The corporate’s general topline at Rs 10,671 crore grew 2.1% on-year dragged by weaker than anticipated cell phone manufacturing through the quarter. Web revenue for the quarter grew 67% on-year to Rs 287 crore, largely aided by a one-time achieve of Rs 131 crore through the quarter ensuing from honest worth achieve on Dixon’s stake sale in Aditya Infotech Restricted for its lighting enterprise endeavor.

“Typical DRAM contract costs have risen sharply over the past two quarters with additional will increase anticipated in mid-2026. For smartphones and PCs, reminiscence has moved from being a comparatively small line merchandise to one of the crucial delicate elements of the invoice of supplies, particularly for lower-priced gadgets,” mentioned Atul Lall, vice chairman and managing director, Dixon Applied sciences at an earnings name Thursday.

Dixon’s smartphone manufacturing volumes for the December quarter fell to round 6.9 million items, from round 8 million within the earlier quarter which coincided with the festive season. The March quarter, Lall mentioned, is anticipated to see manufacturing of 7-7.5 million items, however visibility into the following fiscal stays fluid because of the reminiscence worth will increase, holding conservative estimates at 60-65 million items.

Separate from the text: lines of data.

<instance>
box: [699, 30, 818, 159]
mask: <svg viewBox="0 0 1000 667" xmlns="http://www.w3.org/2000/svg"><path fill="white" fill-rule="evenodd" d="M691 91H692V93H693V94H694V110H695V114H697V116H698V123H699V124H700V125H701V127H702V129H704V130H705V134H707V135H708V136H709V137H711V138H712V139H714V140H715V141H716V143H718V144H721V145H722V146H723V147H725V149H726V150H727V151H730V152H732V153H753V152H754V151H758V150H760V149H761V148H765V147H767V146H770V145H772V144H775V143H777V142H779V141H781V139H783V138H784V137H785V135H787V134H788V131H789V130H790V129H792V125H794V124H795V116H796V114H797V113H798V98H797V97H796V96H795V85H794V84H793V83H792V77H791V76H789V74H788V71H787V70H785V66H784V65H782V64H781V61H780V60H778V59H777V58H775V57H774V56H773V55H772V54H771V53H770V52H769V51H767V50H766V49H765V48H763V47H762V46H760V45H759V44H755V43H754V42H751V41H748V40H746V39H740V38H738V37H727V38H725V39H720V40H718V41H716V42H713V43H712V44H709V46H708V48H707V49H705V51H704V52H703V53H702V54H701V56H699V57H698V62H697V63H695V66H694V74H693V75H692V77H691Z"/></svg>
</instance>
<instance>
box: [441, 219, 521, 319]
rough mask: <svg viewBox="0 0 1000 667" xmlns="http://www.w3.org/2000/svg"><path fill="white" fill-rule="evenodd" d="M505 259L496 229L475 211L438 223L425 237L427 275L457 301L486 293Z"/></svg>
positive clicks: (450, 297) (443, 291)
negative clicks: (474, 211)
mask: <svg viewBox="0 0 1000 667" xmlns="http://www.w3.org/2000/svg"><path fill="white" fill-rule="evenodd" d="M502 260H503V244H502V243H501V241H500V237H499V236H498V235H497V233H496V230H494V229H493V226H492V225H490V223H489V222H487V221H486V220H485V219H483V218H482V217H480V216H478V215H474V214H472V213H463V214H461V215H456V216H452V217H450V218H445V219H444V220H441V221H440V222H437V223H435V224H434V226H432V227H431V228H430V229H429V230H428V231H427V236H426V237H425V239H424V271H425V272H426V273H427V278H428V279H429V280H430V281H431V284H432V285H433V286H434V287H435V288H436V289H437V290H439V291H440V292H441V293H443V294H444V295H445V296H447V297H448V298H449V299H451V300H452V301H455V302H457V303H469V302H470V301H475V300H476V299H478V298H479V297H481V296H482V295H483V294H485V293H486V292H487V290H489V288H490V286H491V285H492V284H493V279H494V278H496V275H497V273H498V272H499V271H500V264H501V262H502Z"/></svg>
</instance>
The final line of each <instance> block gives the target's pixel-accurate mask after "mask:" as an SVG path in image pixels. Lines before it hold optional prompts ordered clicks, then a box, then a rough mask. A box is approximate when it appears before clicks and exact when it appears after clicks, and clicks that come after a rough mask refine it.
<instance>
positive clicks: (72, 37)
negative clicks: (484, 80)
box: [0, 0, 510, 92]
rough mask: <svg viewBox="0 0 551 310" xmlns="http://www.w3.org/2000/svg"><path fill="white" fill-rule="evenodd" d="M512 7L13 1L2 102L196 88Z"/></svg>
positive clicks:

Lall, nonetheless, mentioned for Dixon the associated fee will increase in parts are a pass-through holding unit economics protected. Nevertheless, the sharp enhance in end-user costs is impacting demand within the mid and low-end worth segments.

“Past worth, there are additionally points relating to the bodily availability of reminiscence chips, which creates uncertainty for manufacturers in planning their volumes,” Lall mentioned, including that regardless of the short-term exterior headwinds, the long-term steerage of reaching Rs 1 lakh crore income stays aggressive and intact.Market trackers are additionally factoring within the closure of the federal government’s production-linked incentive scheme, which has helped Dixon to shore up its margins and appeal to extra clients spanning the Android cellphone ecosystem.

Dixon’s share has been falling constantly over the previous few months. Shares closed 0.56% up at Rs 10,338.75. The outcomes have been introduced after market hours.

Cellular margins are at present 3.5% together with PLI. If the PLI is just not prolonged, about 0.5% of the margin will likely be impacted. Nevertheless, we’re assured that our backward integration play will play out in FY27-28 which won’t solely offset the PLI loss however increase margins additional,” mentioned Saurabh Gupta, group CFO, Dixon Applied sciences.

Relating to an extension, Dixon’s administration mentioned there are deep discussions occurring between the trade and the federal government and whereas there was a constructive response, an extension is just not an absolute certainty.

“Lots of information has been shared. The federal government is evaluating. One view is after all they need to give extra assist to the sector until the time that element ecosystem will get created,” Lall mentioned.